Conozco gente que está encantada con esta nueva climatología barcelonesa, aunque yo no me cuento entre ella. La vida ya se me antoja lo suficientemente cansina y repetitiva como para que, encima, vayan desapareciendo unas estaciones y mutando otras en algo que no se sabe muy bien qué es. Igual solo se trata de que me hago viejo, pero echo de menos los tiempos en que había primavera, verano, otoño e invierno.
Y aunque reconozco que el calentamiento global es un fenómeno, efectivamente, global, tengo la impresión de que Barcelona cuenta con un hecho diferencial en lo relativo a dicho calentamiento.
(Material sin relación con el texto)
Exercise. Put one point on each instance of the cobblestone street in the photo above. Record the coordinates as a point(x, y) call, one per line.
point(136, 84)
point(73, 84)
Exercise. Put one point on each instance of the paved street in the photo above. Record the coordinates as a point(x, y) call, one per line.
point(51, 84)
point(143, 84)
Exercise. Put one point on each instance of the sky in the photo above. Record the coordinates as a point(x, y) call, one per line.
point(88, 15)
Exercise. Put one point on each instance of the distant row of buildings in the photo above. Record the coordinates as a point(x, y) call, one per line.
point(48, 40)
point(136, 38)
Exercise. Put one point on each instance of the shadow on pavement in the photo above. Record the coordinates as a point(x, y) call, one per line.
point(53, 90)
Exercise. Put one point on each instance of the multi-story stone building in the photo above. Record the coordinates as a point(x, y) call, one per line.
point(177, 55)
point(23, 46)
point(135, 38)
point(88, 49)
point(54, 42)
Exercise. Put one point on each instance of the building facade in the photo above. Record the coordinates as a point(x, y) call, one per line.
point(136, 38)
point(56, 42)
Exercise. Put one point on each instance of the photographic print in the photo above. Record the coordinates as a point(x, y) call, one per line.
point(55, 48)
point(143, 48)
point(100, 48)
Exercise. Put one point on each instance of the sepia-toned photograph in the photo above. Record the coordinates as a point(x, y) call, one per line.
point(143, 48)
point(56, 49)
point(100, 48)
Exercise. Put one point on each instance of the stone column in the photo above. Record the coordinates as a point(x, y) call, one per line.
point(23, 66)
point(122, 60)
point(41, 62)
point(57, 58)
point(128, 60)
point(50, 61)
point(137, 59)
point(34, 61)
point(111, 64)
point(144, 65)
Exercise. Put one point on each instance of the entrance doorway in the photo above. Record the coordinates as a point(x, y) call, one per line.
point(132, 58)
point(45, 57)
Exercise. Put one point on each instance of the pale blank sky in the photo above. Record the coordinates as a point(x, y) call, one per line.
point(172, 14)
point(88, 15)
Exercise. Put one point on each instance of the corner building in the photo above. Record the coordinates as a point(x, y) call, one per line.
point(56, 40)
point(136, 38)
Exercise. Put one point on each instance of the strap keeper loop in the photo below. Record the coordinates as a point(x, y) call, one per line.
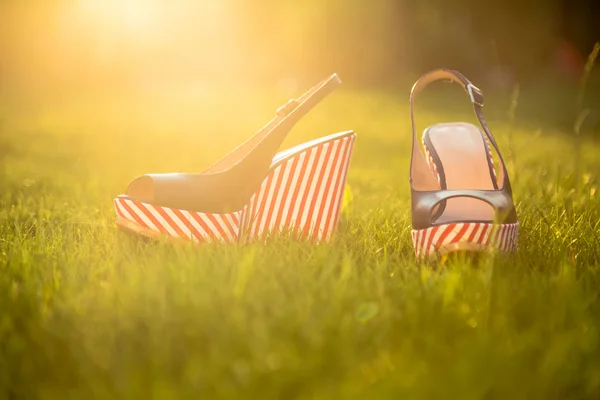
point(287, 108)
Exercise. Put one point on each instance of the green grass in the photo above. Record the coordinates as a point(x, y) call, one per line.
point(87, 312)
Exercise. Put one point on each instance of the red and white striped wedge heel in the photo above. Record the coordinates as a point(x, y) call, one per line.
point(253, 192)
point(460, 202)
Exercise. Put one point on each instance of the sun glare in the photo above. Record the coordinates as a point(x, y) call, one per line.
point(139, 17)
Un hecho diferencial, además, en el que nadie parece reparar, lo cual me lleva a preguntarme si no me estaré volviendo majareta con mis agobios meteorológicos. Y diría que no. Y que no es normal que estemos a 15 de octubre (fecha en la que escribo esto) y me halle sentado ante el ordenador en camiseta, pantalón corto y descalzo. Dentro de un rato saldré a la calle (he quedado a comer con un viejo amigo) y me pondré una camisa, un pantalón largo (no porque lo necesite, sino porque soy incapaz de deambular en bermudas por mi propia ciudad) y unos zapatos (porque tampoco soy capaz de ir por Barcelona en chancletas). Pero será por cumplir mi particular expediente, no porque el clima me obligue a ello.
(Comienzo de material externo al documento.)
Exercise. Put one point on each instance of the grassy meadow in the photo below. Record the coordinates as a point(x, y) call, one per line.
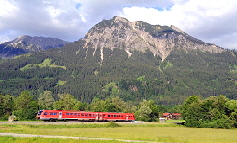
point(153, 132)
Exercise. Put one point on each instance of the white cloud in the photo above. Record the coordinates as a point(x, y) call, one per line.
point(208, 20)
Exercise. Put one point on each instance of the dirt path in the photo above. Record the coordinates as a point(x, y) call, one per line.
point(66, 137)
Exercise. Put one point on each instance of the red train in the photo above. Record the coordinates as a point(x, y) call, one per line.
point(64, 115)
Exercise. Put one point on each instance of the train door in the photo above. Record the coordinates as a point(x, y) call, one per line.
point(60, 116)
point(101, 117)
point(126, 117)
point(96, 116)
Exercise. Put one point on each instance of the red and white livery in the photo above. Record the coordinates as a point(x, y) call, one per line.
point(64, 115)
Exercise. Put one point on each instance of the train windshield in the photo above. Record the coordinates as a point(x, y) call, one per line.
point(39, 113)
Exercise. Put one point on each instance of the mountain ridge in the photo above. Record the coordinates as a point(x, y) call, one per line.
point(120, 58)
point(118, 32)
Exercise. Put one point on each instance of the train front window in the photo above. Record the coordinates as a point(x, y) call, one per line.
point(39, 113)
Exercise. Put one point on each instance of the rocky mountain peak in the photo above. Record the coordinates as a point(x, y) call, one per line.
point(118, 32)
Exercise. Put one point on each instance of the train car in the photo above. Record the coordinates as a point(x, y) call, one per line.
point(64, 115)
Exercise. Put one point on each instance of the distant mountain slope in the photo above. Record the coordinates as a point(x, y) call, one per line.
point(26, 44)
point(133, 60)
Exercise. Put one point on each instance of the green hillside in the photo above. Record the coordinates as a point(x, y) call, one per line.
point(141, 76)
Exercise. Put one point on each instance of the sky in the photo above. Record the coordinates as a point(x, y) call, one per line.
point(212, 21)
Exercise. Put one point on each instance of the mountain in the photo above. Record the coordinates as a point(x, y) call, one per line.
point(132, 60)
point(28, 44)
point(140, 36)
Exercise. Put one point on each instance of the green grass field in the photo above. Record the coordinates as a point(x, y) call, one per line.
point(155, 132)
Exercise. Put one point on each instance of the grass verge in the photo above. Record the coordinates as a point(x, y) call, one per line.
point(156, 132)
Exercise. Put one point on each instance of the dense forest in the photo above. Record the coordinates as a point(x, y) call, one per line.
point(211, 112)
point(141, 76)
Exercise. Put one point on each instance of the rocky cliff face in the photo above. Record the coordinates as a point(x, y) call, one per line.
point(25, 44)
point(118, 32)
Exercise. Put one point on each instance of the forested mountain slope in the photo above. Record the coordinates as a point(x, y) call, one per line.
point(28, 44)
point(133, 60)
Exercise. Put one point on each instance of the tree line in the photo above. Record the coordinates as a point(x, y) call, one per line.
point(211, 112)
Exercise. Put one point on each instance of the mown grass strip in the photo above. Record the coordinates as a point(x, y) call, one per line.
point(10, 139)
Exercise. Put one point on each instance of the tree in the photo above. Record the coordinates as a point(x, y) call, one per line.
point(148, 111)
point(46, 100)
point(25, 107)
point(212, 112)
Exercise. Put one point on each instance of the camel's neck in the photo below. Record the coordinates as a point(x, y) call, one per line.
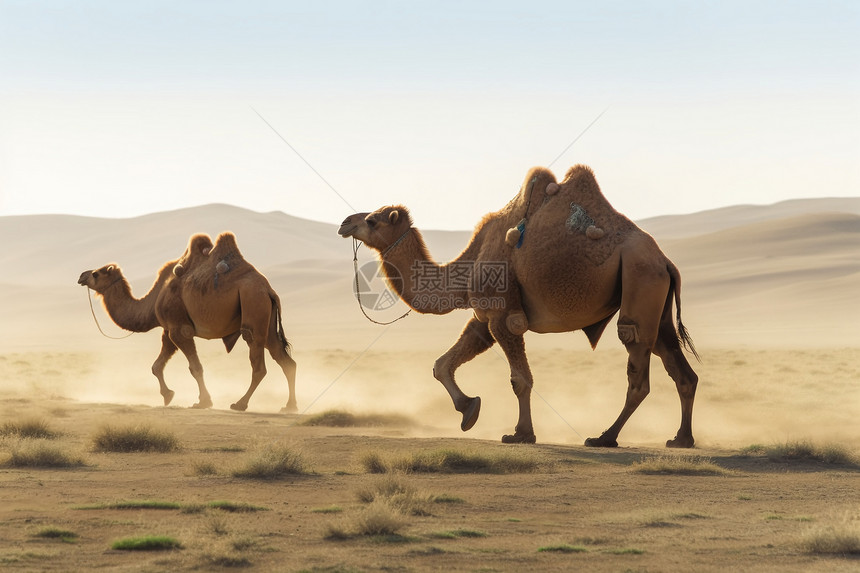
point(136, 315)
point(422, 283)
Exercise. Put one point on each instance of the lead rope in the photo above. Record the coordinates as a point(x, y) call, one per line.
point(356, 244)
point(96, 320)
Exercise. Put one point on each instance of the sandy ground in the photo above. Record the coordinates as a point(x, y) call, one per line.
point(755, 517)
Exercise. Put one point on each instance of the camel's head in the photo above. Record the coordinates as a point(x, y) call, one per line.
point(380, 229)
point(101, 279)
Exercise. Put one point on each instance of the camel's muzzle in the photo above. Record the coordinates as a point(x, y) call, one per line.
point(350, 224)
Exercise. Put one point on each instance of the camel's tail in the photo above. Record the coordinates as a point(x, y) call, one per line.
point(276, 305)
point(683, 334)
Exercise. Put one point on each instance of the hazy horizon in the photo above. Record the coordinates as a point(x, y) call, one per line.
point(117, 110)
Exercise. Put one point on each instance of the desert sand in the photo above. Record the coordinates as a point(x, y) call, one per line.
point(769, 295)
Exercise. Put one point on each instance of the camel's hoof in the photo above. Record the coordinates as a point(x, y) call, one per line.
point(519, 439)
point(601, 442)
point(680, 442)
point(470, 415)
point(168, 397)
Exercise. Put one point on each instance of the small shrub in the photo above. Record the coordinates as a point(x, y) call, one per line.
point(445, 498)
point(804, 451)
point(37, 454)
point(329, 509)
point(564, 548)
point(344, 419)
point(140, 438)
point(272, 462)
point(373, 463)
point(56, 533)
point(397, 492)
point(152, 543)
point(380, 518)
point(29, 428)
point(204, 468)
point(446, 460)
point(234, 507)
Esta situación solo puede hacer felices a quienes envidian el clima de las islas Canarias o de los países del Caribe. Gente renuente a los cambios, por pequeños que sean, cuya idea de la felicidad es pasarse la vida en calça curta. Los que creemos que la existencia ya es excesivamente rutinaria, solo necesitamos para desesperarnos del todo un clima sempiternamente inamovible como el que impera en Barcelona hace ya algunos años y que no parece alarmar en lo más mínimo a nuestras autoridades. Si esto sigue así, el verano durará de abril a noviembre, el otoño de diciembre a marzo y la primavera y el invierno pasarán definitivamente a mejor vida. Los barceloneses tendremos nuestro propio calentamiento global dentro del calentamiento global general, lo cual no parece que le esté quitando el sueño a nadie.
Igual hay que tomárselo como una bendición disfrazada, o blessing in disguise, que dicen los gringos. Como en Barcelona es imposible alquilar un apartamento a un precio razonable (la derecha y la izquierda se han puesto de acuerdo para que el derecho a la vivienda se convierta en una patraña más de las muchas que figuran en nuestra constitución), es posible que el clima se haya apiadado de nosotros y actúe de una manera que nos permite vivir en la calle y dormir en los bancos públicos y en los parques. Y ante el incremento del precio de los alimentos básicos, igual haya que empezar a comerse las palomas de las plazas. Igual estamos asistiendo al nacimiento de una nueva Arcadia y, mientras tanto, yo aquí, quejándome cual señorito viejuno y emperrándome en no apuntarme al progreso.